Bolsonaro began the reshuffle with a change in the government’s most strategic department: the Ministry of the Presidential Office, which is responsible for the liaison between the executive and legislative branches.

The new minister will be Senator Ciro Nogueira, a veteran politician who knows the levers of power in Brasilia, having spent many years in the upper and lower houses of Brazil’s Congress.
Nogueira is president of the right-wing Progressista Party (PP) and one of the most influential leaders of the so-called “Centrão,” an electoral bloc that unites several conservative parties that control parliament and which Bolsonaro is trying to move closer to after his opponents are closing ranks to bring him down.
“I have just accepted President Jair Bolsonaro’s honorable invitation to assume the position of Chief of Staff (Ministry of the President’s Office),” Nogueira announced on his social networks after meeting with the president.

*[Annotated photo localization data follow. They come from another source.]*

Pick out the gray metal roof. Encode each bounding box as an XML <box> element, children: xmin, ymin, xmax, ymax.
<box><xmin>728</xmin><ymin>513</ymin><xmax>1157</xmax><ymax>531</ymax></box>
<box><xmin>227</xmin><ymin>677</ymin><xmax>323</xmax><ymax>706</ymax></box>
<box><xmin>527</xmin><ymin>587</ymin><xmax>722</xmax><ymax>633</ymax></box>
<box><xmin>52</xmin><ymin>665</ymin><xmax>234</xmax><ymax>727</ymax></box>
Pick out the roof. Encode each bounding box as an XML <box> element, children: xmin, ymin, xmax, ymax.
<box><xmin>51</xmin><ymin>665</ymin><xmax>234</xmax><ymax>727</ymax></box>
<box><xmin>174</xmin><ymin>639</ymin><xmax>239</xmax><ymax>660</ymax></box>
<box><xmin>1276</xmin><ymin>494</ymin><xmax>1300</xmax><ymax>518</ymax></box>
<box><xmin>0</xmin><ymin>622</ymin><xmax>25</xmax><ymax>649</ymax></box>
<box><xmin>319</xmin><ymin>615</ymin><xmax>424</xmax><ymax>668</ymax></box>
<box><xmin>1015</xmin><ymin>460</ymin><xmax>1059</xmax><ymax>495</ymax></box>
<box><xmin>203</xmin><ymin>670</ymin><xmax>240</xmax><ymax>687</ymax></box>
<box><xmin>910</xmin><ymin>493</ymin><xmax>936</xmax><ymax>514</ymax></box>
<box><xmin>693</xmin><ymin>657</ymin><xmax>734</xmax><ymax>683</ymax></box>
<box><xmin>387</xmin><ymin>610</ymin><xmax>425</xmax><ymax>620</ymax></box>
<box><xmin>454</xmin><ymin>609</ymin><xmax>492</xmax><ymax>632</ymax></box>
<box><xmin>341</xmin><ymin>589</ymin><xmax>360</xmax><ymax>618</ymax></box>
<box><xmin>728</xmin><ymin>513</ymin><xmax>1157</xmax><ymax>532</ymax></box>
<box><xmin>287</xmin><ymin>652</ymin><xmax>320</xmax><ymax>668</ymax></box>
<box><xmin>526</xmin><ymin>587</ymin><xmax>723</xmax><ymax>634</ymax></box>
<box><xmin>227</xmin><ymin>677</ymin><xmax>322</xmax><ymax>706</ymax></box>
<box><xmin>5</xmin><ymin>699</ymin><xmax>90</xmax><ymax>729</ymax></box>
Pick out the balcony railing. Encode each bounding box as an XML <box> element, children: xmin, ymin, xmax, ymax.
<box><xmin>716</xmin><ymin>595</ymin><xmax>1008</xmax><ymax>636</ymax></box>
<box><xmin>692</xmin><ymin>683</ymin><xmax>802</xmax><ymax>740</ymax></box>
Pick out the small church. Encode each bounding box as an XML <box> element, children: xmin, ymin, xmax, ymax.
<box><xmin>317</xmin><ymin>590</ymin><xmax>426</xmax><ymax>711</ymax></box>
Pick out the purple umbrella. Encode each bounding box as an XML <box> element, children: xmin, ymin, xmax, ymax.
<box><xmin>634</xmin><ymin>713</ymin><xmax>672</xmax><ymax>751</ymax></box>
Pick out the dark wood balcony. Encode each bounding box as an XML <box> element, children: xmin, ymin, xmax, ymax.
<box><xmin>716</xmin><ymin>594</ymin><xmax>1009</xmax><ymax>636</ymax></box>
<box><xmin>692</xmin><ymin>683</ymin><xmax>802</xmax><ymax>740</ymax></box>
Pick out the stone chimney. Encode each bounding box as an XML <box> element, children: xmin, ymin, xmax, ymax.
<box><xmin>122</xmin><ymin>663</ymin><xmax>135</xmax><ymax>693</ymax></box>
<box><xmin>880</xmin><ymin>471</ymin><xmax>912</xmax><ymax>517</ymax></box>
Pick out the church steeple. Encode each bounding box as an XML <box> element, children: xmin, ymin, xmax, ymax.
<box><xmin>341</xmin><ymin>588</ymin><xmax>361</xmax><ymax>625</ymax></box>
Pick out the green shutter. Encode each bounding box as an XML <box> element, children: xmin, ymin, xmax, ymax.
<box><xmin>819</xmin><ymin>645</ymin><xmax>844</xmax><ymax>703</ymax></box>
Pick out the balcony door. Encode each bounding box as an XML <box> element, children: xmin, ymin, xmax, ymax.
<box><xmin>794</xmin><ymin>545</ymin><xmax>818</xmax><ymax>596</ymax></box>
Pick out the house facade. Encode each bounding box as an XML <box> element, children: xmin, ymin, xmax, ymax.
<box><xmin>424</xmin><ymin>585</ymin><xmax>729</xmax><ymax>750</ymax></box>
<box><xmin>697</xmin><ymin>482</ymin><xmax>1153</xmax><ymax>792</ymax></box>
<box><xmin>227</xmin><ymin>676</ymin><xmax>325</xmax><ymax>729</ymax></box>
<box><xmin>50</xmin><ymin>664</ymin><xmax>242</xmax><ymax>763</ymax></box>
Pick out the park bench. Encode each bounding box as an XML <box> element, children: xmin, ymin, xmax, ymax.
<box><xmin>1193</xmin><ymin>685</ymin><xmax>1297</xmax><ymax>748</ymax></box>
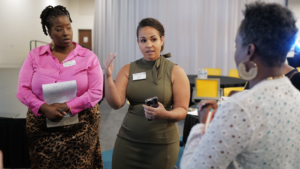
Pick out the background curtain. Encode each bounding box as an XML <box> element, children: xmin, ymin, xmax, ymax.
<box><xmin>94</xmin><ymin>0</ymin><xmax>285</xmax><ymax>79</ymax></box>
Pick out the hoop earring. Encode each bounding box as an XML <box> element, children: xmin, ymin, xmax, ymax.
<box><xmin>238</xmin><ymin>60</ymin><xmax>258</xmax><ymax>81</ymax></box>
<box><xmin>50</xmin><ymin>42</ymin><xmax>54</xmax><ymax>50</ymax></box>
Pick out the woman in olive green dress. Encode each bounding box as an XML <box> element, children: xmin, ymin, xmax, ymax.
<box><xmin>103</xmin><ymin>18</ymin><xmax>190</xmax><ymax>169</ymax></box>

He also asked for “God’s protection” to fulfill his new “challenge” with “commitment and dedication in search of the balance and progress that Brazil needs.”
Like many other Brazilian members of Congress, Nogueira has had problems with the justice system. He has already been denounced twice by prosecutors and is the subject of three other investigations related to corruption.
He will replace Luiz Eduardo Ramos, a general in the Army Reserve who announced, also via Twitter, that he will now become minister of the Presidency’s General Secretariat.
The current head of the latter office is Congressman Onyx Lorenzoni, who will move to the newly created Ministry of Labor and Social Security, which Bolsonaro wants to use to give more space to his allied parliamentary base.
Bolsonaro’s moves come after another ministerial reform that took place just four months ago. In late March, the head of state reshuffled six ministerial posts, including foreign, justice, and defense ministers.
With the arrival of Nogueira at the second-highest position of the executive branch, Bolsonaro is now better positioned for new alliances in Congress to guarantee his continuity in power and push through his legislative projects, including introducing paper ballots in the next elections.
“My approach with centrist parties is for governability. I’m committed to doing that,” Bolsonaro said last week in an interview with a local radio station, commenting on the future changes that began to take shape today.